# Bugs in the feed



## Texaslass (May 15, 2013)

Anyone know what this is and why it's in my goat's grain?? There's a lot of them in there, doesn't seem to bother the goats though, they just gobble it up. :shrug:


----------



## ksalvagno (Oct 6, 2009)

You shouldn't have bugs in your grain. I would be taking that bag back to the store.


----------



## kccjer (Jan 27, 2012)

I believe it's called a seedcorn beetle. Fairly common in corn. We have them all the time when we have corn in the bins. Don't think they'll hurt your goats, but if you bought this as a bagged feed....take it back.


----------



## Texaslass (May 15, 2013)

We bought it from Coyote Creek mill in Elgin, Tx.
I really don't think it was there when we bought it, they just got in there somehow.
We got around 20 bags at a time, so we've had it stored for a while. Maybe we weren't storing it properly, I don't know.
If it's not hurting the goats, I don't mind so much. I don't think we can take it back.

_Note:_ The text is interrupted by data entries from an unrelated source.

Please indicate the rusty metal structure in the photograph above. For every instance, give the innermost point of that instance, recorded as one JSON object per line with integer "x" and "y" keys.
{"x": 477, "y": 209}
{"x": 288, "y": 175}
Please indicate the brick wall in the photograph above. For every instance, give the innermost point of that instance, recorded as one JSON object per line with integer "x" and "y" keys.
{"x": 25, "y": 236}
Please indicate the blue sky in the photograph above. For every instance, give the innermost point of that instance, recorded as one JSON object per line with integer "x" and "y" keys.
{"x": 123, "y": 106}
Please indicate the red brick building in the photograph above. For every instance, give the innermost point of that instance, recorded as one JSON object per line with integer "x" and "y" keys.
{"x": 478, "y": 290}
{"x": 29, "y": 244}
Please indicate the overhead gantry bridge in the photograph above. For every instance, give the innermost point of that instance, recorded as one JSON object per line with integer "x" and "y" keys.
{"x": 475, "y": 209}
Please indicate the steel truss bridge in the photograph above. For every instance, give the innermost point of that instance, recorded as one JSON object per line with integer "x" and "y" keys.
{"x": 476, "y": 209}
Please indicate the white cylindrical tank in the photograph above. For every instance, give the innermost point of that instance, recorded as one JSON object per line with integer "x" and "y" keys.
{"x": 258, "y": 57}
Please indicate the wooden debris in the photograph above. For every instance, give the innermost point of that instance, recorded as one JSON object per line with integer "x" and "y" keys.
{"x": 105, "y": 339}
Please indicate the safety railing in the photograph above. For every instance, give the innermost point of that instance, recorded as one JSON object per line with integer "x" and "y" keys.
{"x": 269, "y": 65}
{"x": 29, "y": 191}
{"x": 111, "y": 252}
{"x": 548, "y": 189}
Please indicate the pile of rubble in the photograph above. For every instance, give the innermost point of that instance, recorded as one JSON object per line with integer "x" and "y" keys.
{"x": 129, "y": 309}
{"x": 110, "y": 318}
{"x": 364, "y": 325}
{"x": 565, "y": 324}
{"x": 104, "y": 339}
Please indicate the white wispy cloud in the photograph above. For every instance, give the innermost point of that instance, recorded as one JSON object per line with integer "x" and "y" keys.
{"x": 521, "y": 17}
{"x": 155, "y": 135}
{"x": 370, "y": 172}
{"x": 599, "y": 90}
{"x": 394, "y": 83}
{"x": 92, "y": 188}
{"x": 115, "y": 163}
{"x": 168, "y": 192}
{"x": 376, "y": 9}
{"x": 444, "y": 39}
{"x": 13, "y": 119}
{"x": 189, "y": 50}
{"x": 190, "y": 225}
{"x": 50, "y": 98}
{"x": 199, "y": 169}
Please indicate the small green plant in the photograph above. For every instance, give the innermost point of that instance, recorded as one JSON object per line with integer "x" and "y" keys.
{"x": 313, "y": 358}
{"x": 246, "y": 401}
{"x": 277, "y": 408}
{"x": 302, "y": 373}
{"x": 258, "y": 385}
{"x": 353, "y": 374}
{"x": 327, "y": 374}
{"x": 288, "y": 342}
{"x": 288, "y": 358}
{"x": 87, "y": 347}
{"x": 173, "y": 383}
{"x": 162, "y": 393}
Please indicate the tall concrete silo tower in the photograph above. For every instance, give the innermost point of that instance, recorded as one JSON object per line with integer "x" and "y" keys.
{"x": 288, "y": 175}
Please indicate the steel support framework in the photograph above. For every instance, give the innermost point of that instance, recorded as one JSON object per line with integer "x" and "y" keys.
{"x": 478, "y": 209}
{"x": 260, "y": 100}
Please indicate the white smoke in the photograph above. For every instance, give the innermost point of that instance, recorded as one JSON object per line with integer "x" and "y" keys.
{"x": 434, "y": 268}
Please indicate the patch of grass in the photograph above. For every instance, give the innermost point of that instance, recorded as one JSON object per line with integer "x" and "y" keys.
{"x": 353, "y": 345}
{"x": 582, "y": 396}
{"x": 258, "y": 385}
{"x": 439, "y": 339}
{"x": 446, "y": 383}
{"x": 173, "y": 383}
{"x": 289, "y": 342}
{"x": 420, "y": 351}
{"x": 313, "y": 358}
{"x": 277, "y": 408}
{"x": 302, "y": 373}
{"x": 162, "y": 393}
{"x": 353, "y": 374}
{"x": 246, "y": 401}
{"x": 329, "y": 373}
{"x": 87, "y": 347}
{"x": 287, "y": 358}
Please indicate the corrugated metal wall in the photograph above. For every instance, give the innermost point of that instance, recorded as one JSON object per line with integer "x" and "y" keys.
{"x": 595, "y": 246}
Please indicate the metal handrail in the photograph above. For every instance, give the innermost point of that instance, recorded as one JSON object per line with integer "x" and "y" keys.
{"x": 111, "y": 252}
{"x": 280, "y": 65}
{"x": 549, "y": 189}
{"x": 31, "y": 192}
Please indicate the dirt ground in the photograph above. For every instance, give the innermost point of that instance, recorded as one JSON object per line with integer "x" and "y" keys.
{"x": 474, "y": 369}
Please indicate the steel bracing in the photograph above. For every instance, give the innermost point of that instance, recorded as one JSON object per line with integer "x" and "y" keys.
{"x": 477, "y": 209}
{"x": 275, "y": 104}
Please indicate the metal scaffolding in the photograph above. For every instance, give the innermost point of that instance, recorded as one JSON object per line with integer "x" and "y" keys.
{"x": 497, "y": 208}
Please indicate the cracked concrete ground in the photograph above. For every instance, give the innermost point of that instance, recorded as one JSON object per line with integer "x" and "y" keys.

We might not even get that kind again in the future, we're still considering our options for feeding.


----------



## Goats Rock (Jun 20, 2011)

Goats shouldn't really eat bugs- their rumens aren't set up to process bugs! But a few won't 
hurt them. If the grain is really crawling with bugs, you might want to feed them something else.


----------



## Texaslass (May 15, 2013)

I haven't looked too closely, but I think there's a lot in there. I don't want to feed that to them. Problem is, we still have 3 or 4 50 lb bags of it, it's expensive and I don't want to waste it.


----------



## kccjer (Jan 27, 2012)

We feed corn to our goats that has the bugs in it. It's not ideal, but I wouldn't personally waste the feed if it were me.


----------



## georgiagirl98 (Jun 30, 2013)

The picture isn't loading for me but im guessing its just those little corn beetles. We get them a lot even if we put the clean corn in a sealed rubber feed barrel we end up getting them sometimes. A few bugs won't hurt but they do hollow out the corn and i hate the little things. Lol Usually when we store a lot at one time or store it for a few weeks they find a way to get in it. If they are bad but you don't want to waste it (i wouldn't want to waste it either) just pour it back and to between buckets and shake and sift it a little and it will help get some out. I usually just feed it to the deer when it gets bad but the goats have gotten it before and it never bothered them.


----------



## MsScamp (Feb 1, 2010)

Texaslass said:


> Anyone know what this is and why it's in my goat's grain??


They are some kind of larvae whose eggs were picked up when the corn was harvested and have had time to hatch.


----------



## Texaslass (May 15, 2013)

Thanks everyone!!  I'll just keep using it, couldn't bear to waste all that. 
I might try sifting, good idea, goergiagirl.


----------